O jovem de camiseta azul continua a oferecer vale-transporte em troca de seu valor em dinheiro a cada um que chega ao ponto de ônibus. Parte de seu salário é composto por estes vales que vêm em quantidade maior que sua necessidade de se locomover pela cidade. Até porque estava em vias de conseguir um carro, bem usado, é verdade, mas seria dele em uma oportunidade de ouro, um ouro que ainda lhe faltava. Conseguiu “vender” um bom número, talvez. Foram-lhe solidários e, mais uma vez, verdade seja dita, não custa nada comprar vales-transportes e não necessita deles. Mantém-se na espreita à espera de novos compradores em potencial. Em quase meia hora, de tanto andar para lá e para cá no pequeno espaço do ponto, poderia ter percorrido uns três quilômetros. Parecia um tanto ansioso, talvez não tivesse chegado à sua cota desejada. Viu-se isso quando quis vender um vale a uma velhinha que saíra pela porta da frente do ônibus. Ademais, ela é isenta de pagar tarifa de passagem, ou seja, tem passe livre.
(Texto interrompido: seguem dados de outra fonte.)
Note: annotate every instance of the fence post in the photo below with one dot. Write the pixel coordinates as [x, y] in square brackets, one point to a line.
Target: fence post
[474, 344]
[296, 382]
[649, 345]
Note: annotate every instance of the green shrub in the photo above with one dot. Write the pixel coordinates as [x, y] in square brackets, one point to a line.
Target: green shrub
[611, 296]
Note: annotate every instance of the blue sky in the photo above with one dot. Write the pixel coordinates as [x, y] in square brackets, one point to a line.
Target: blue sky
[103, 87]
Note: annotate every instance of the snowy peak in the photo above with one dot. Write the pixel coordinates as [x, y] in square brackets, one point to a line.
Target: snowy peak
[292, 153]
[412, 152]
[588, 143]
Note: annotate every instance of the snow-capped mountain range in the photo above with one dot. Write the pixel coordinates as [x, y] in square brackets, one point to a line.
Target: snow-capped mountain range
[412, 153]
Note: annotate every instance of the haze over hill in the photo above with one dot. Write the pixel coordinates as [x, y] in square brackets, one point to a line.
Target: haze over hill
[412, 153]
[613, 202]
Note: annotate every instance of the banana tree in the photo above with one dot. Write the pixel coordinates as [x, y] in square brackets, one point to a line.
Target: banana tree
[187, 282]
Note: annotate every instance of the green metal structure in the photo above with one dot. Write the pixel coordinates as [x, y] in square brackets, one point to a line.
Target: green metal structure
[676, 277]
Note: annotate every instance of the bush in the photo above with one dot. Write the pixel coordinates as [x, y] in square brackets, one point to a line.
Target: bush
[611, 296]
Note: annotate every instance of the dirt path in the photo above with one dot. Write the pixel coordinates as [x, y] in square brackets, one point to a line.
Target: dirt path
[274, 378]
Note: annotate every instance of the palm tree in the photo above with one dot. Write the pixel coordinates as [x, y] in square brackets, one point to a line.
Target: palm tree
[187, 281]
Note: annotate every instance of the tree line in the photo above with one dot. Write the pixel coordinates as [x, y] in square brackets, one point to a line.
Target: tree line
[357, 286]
Ela toma a rua carregando toda a dificuldade que a avançada idade lhe atribui, além de um pequeno embrulho. Vai no passo que lhe convém, nenhuma variação aparente. Apesar de inclinada para baixo, levanta astutamente seus olhos para evitar esbarrões. Uma lentidão que pode incomodar os apressados. Somente uma vez verificou se o embrulho estava bem fechado. Vai que ele se abre de repente!, esses papéis de hoje em dia não valem nada. Da última vez foi cebola para tudo quanto é lado, sorte que acontecera na frente do edifício, o mesmo edifício simples e velho, onde ela agora chegou. Não vê porteiro algum que lhe auxilie. Vai por si mesma à porta do elevador. Pesada, abre-a com dificuldade e aperta o 2. No embrulho, está um nebulizador que pedira emprestado a uma amiga coetânea, pois percebera que seu filho tossia muito nas últimas semanas e, teimosa, torcia muito para que ele tivesse ido ao médico. Pode ser que o nebulizador lhe a ajude a se curar. Quem atende a porta, depois de tosses, é um senhor de bigodes.

Petrópolis 2004 - revisado em 13 de novembro de 2011.